O relevante a notificar é o de que o motor da História havia sido a relação capital-trabalho e a esperança humana de poder melhorar seu padrão de vida. Então, com a derrocada nos séculos 19 e 20 do trabalho ante o capital, o que sobrava eram somente os caminhos de um estado capitalista e de uma economia privada capitalista. Ambos, cada um ao seu modo, formulariam uma política para o trabalho, mas sempre dependentes dos interesses do capital. Esse era o novo princípio: o de que o trabalho deveria se submeter às regras do capital, a dizer que o melhor do capitalismo é ser capitalista. O resto seria confusão fora de contexto, como fazer da Guerra Fria um momento elementar da História. Na verdade no tempo de Guerra Fria estávamos diante de dois imperialismos.

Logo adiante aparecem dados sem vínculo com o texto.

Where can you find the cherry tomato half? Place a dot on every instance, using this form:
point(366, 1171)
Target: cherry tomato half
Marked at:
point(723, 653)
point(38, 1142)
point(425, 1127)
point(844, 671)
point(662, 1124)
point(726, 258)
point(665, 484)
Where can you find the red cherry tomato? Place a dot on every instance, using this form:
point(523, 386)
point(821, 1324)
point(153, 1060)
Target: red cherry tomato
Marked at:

A dita Guerra Fria nada mais foi do que uma reprodução da antiga guerra de mercados que sempre existiu desde os tempos primordiais da História. E, curiosamente, essa desmistificação dos propósitos da Guerra Fria acabou sendo realizada na linha pragmática de desenvolvimento econômico implantada pelo capitalismo de estado chinês, quando o ministro Deng Xao Ping define que ‘não importava a cor do gato, desde que ele comesse os ratos’. Não foi a queda do muro de Berlim, mas o comunismo chinês capitalista que desmoronou com a Guerra Fria trazendo a prova de que o capitalismo existe tanto via estado quanto via privado. O próprio Engels já havia noticiado sobre essa possibilidade: ‘quanto mais forças produtivas o Estado moderno passa a possuir, quanto mais se torna um capitalista total real, tanto mais cidadãos ele explora. Os trabalhadores continuam assalariados, proletários. Longe de ser superada a relação capitalista chega ao auge’.

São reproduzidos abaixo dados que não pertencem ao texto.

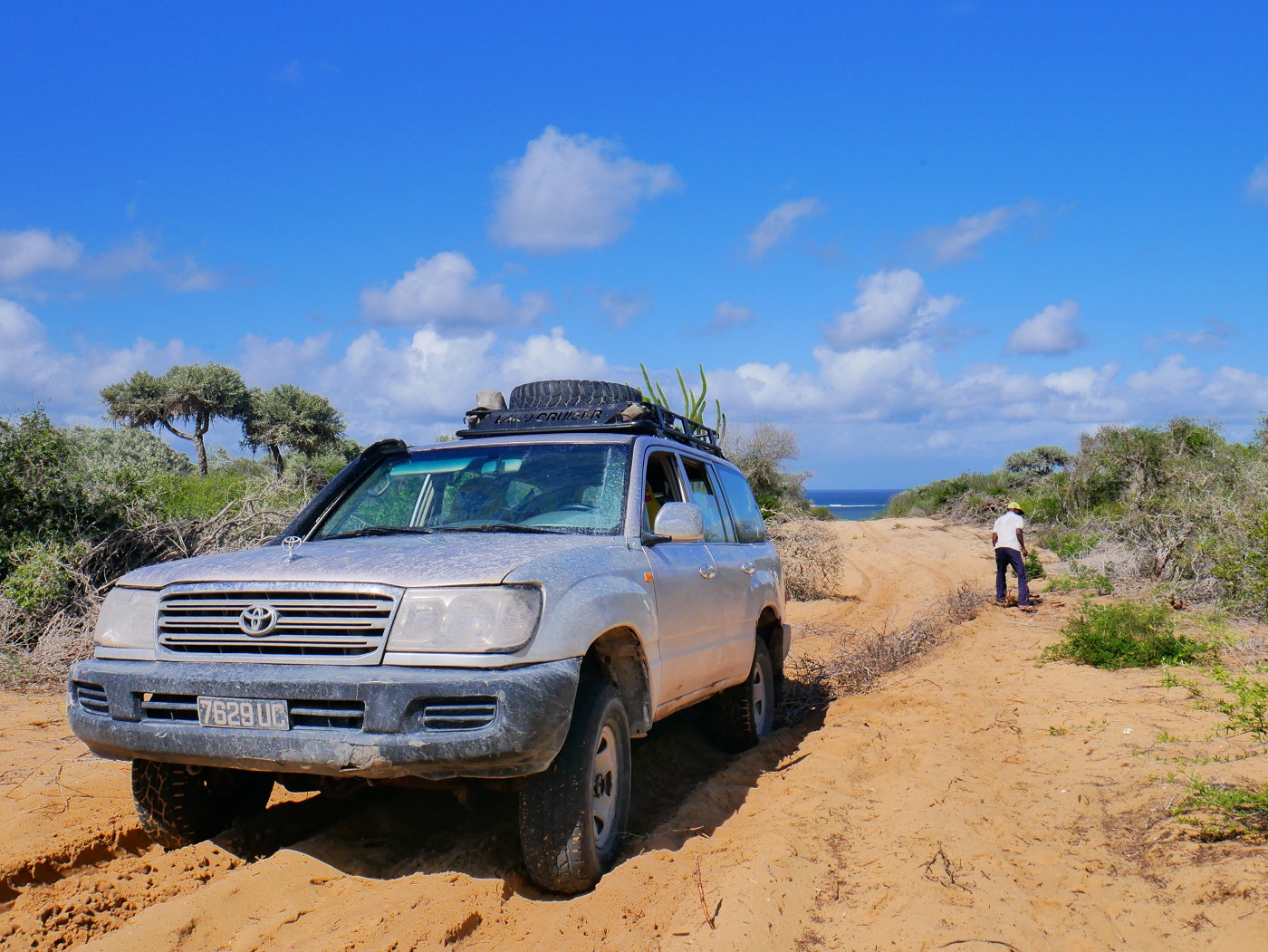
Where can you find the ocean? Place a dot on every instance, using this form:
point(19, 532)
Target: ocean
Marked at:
point(852, 504)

Portanto, nem a História acabou, nem o comunismo verdadeiramente aconteceu. As páginas dos jornais é que conseguiram ficar preenchidas. Para elas, o que vale é o show. O engano de primeira página iniciava-se por creditar a fase comunista da História. Confundir o controle do estado sobre os cidadãos acontecido no bloco soviético com a primeva noção em que o comunismo surgia como um estado idealizado além do socialismo. O desassossego jornalístico estava em defender o sistema capitalista por gerando um regime de um comunismo que só havia na cabeça de seus articulistas.

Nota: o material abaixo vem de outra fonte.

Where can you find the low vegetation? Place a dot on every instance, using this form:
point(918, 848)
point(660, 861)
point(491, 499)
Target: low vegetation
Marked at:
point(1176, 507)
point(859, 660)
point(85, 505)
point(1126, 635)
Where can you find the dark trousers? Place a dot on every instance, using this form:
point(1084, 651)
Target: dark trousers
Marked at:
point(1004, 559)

A mídia venceu. Quase sempre o alvoroço é mais importante do que a verdade. Pregando ‘o fim da História’ escondeu que ficamos num Mundo em que nada é feito em função do ser humano, mas sim, em função dos interesses capitalistas. O fato é que a União Soviética creditou mais na solidariedade do que no comércio como meio de resolver as injustiças sociais. Não soube caminhar no comércio. Preferiu falar de desigualdades do que de mercado e não se sustentou. Assim como Aristóteles se negou a falar de aceleração, o comunismo de mercado.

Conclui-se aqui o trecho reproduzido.